PLEK2 functions as a co-factor of YTHDF2 to enhance TYMS mRNA stability in colorectal cancer

High expression of nucleotide synthetic enzyme thymidylate synthase (TYMS) is responsible for the resistance to fluorouracil (FU) treatment and worse survival in colorectal cancer. Herein, we revealed that Pleckstrin-2 (PLEK2), highly expressed in CRC, enhanced TYMS mRNA stability via its interaction with YTHDF2 in a m6A-dependent manner. Silencing of PLEK2 led to the downregulation of TYMS, and consequent inhibition of CRC cell proliferation via the cellular senescence. Additionally, PLEK2 is also required for CRC cell migration, invasion and stemness-like properties. PLEK2 inhibition is sufficient to ameliorate the progression of CRC. Moreover, loss of PLEK2 inhibited AOM/DSS-induced colonic tumorigenesis in vivo. Together, our study identified PLEK2 as a key regulator for the progress of CRC via the regulation of TYMS expression, and demonstrated that PLEK2 is a novel therapeutic target for CRC. Overall design: 1X107 HCT116 cells transduced with retroviruses encoding HA tagged PLEK2 and empty vector were collected and lysed according to the instructions of RIP Immunoprecipitation Kit (Geneseed, P0101). Briefly, Agarose beads coated with 2µg of HA antibodies against human PLEK2 were incubated with prepared cell lysates overnight at 4°C. RNA was eluted by 15 µL of RNase-free water in the following steps, then ribominus rRNA were depleted by the rRNA depletion kits (Thermo, K155001), for high-throughput sequencing, the libraries were prepared following the manufacturer's instructions and applied to Illumina NovaSeq 6000 system for 150 nt paired-end sequencing (Novogene).

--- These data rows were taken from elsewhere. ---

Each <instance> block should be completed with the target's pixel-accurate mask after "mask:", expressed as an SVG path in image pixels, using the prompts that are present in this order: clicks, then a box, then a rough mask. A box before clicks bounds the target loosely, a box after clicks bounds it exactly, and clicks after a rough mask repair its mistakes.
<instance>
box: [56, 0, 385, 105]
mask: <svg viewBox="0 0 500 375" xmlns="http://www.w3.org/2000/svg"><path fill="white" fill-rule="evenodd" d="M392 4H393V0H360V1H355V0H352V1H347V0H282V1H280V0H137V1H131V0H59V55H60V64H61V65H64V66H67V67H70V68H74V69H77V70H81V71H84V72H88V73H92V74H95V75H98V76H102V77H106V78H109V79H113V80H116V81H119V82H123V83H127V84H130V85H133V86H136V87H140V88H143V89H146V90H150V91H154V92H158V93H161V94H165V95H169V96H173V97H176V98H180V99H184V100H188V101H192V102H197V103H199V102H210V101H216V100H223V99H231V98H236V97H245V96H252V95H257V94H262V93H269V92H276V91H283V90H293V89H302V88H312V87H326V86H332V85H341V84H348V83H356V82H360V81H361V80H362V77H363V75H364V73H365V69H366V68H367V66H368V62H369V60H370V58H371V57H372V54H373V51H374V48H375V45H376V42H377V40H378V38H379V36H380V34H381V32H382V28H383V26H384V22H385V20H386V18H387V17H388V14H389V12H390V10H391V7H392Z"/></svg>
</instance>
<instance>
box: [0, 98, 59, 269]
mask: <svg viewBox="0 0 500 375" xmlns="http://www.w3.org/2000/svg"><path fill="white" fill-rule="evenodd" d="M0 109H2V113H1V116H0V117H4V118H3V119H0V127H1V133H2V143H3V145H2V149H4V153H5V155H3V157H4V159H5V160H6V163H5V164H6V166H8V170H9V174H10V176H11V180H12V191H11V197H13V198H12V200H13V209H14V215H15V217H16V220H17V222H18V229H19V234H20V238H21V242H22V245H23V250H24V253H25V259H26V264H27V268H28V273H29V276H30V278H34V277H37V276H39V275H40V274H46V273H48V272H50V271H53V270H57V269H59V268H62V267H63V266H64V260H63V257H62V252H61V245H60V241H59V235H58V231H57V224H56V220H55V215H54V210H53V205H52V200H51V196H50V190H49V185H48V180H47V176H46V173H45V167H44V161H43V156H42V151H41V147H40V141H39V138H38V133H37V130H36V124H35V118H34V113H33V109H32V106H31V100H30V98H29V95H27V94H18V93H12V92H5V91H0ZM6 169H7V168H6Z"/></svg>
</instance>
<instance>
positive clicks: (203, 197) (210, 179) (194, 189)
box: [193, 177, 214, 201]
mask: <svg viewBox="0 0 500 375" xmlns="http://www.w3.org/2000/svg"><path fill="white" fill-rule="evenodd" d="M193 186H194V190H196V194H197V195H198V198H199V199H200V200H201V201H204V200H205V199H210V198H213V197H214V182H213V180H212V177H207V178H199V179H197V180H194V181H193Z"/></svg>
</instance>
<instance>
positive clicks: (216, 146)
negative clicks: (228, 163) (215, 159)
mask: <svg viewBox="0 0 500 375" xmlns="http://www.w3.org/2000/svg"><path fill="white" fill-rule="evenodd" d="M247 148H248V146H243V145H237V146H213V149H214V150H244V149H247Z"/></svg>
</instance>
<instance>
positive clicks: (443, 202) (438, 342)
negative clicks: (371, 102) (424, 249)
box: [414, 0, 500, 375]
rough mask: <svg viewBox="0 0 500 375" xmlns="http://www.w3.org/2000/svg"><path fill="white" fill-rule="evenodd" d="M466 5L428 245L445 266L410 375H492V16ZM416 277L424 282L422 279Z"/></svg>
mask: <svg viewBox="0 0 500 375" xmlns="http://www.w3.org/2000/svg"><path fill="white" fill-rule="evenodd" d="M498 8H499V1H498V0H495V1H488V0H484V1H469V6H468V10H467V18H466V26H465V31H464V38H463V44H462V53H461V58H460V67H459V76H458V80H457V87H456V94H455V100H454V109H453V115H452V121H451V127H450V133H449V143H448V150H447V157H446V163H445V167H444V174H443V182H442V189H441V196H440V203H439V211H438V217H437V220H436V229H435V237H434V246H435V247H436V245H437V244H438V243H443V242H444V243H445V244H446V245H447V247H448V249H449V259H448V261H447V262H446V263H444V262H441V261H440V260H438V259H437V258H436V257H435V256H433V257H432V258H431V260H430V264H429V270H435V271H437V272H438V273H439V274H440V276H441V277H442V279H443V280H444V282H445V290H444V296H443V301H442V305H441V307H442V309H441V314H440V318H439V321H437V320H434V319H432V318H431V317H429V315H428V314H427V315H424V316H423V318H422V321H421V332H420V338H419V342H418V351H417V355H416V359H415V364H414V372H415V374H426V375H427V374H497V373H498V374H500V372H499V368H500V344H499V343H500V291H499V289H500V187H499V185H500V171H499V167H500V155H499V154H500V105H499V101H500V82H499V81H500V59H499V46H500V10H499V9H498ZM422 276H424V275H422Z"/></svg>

核苷酸合成酶胸苷酸合酶（thymidylate synthase, TYMS）高表达是结直肠癌患者对氟尿嘧啶（fluorouracil, FU）治疗产生耐药性及预后不良的关键原因。本研究证实，在结直肠癌（colorectal cancer, CRC）中高表达的pleckstrin-2（PLEK2）可通过与YTHDF2相互作用，以m6A依赖的方式增强TYMS mRNA的稳定性。敲低PLEK2可下调TYMS的表达，并通过诱导细胞衰老进而抑制结直肠癌细胞的增殖。此外，PLEK2同样是结直肠癌细胞迁移、侵袭及干细胞样特性维持所必需的。抑制PLEK2即可有效阻滞结直肠癌的进展。进一步体内实验表明，敲除PLEK2可抑制AOM/DSS诱导的小鼠结肠肿瘤发生。综上，本研究鉴定PLEK2为通过调控TYMS表达参与结直肠癌进展的关键调控因子，并证实PLEK2是结直肠癌的新型治疗靶点。 整体实验设计：收集1×10^7个转染了携带HA标签PLEK2的逆转录病毒及空载体的HCT116细胞，按照RIP免疫沉淀试剂盒（Geneseed, P0101）的说明书进行细胞裂解与后续操作。具体步骤为：将包被有2μg抗人PLEK2的HA抗体的琼脂糖微球与制备好的细胞裂解液在4℃下孵育过夜。后续使用15μL无RNase水洗脱RNA，再通过rRNA去除试剂盒（Thermo, K155001）去除核糖体RNA。为开展高通量测序（high-throughput sequencing），按照试剂盒说明书构建测序文库，并将文库置于Illumina NovaSeq 6000平台进行150nt双端测序（诺禾致源, Novogene）。